Australians are getting less comfortable about their alliance with the United States, the FT reports:
Public support in Australia for its longstanding military alliance with the US has fallen to its lowest in almost a decade amid concerns over the prospect of a Donald Trump presidency, a survey shows.
The Lowy Institute’s annual poll also shows Australians are evenly divided on whether the country’s most important foreign relationship is with the US or China, reflecting a surge in trade and personal connections with the Asian economic powerhouse.
Michael Fullilove, the think-tank’s director, said the results were remarkable given Australia has been the most reliable US ally, with its soldiers fighting beside Americans in every major conflict during the 20th and 21st centuries.
“It says something remarkable about Donald Trump that in the event of his victory, nearly five in 10 Australians would seek to move away from Washington and nearly six in 10 say they would be less likely to support Australia taking part in military actions in concert with Washington,” he said. “Trump is clearly devaluing America’s soft power.”
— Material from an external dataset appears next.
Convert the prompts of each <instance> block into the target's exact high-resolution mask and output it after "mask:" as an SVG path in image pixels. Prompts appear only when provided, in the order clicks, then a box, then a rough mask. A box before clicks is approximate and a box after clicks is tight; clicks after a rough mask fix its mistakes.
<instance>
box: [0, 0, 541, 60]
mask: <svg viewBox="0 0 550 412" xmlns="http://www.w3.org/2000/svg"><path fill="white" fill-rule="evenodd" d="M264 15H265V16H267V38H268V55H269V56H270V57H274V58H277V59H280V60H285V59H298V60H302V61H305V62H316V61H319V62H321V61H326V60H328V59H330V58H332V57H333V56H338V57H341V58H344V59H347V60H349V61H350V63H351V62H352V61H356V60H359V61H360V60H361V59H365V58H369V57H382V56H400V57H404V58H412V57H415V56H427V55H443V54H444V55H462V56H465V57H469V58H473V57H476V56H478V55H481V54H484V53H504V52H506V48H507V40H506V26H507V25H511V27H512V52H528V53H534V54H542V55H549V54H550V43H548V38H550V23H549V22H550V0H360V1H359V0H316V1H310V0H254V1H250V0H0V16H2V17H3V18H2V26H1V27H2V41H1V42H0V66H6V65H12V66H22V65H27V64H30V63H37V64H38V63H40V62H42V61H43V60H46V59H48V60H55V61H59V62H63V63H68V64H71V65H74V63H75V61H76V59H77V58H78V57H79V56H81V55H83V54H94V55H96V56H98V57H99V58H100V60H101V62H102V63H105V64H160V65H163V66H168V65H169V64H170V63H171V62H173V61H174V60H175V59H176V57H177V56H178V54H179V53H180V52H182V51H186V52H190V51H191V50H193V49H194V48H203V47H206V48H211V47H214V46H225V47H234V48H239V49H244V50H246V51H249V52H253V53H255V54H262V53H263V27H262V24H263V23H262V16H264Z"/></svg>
The United States will need a strong relationship with Australia if it is to have any hope of standing up to Beijing, so these numbers are worrisome. Still, if they’re really just about Trump then they might clear up pretty quickly if he loses in November. But if Trump wins, will Canberra break away from Washington? It looks possible.
A Trump victory in November could cause some major geopolitical realignments. We’ll be keeping an eye on polling of America’s longtime friends and allies as we approach the election.